There was one caller in Jax who being from my terminal would do just about anything for you...like create some personal leave days that you didn't really have so you could be off without trouble....they wouldn't pay because the payroll algoritm knew you were actually out of days....but nobody else caught on. Now he's retired and he paid us a visit when moved back in state....



Date: 08/13/21 23:59
Re: Still more slang for Sunday
Author: eminence_grise

"Park and Ride"...When the railway I worked for eliminated the tail end trainman in 1978, the UTU figured the train crews would want to stay together , a conductor and two trainmen.
As a result, the UTU passed a rule that when a trainman booked rest at the away from home terminal, he/she would be deadheaded home after the rest period was up.

There was bad feeling between the head end trainman and the tail end trainman, because seldom would the crew on the caboose take rest at the away from home terminal because they usually shared the lookout duties on the tail end and had the opportunity to nap.

Another UTU rule was that engine qualified trainmen had to work the head end. Because the number of set up conductors was regulated in part by the union, many qualified conductors did not get a regular crew, but got lots of spare trips.

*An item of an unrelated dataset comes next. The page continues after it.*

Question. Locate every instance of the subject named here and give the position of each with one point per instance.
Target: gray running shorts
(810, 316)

When trainmen "parked and rode",. specially on a weekend , there was a good chance that they could pick up a spare trip as a conductor or engineer and sometimes meet their crew coming back from the away from home terminal. Before long, the old "chain gang" of pool crews started to vanish . Some crews carried on, but the conductor learned to consult with his crew before tying up at the end of the trip.



Date: 08/16/21 09:29
Re: Still more slang for Sunday
Author: Alco251

STREETCAR-ING -- the practice of collecting tickets at the door as passengers board a train.

RUN-OFF -- to fire somebody.

These are two of my favorites.

​There are a couple others I won't mention because of off-color definitions.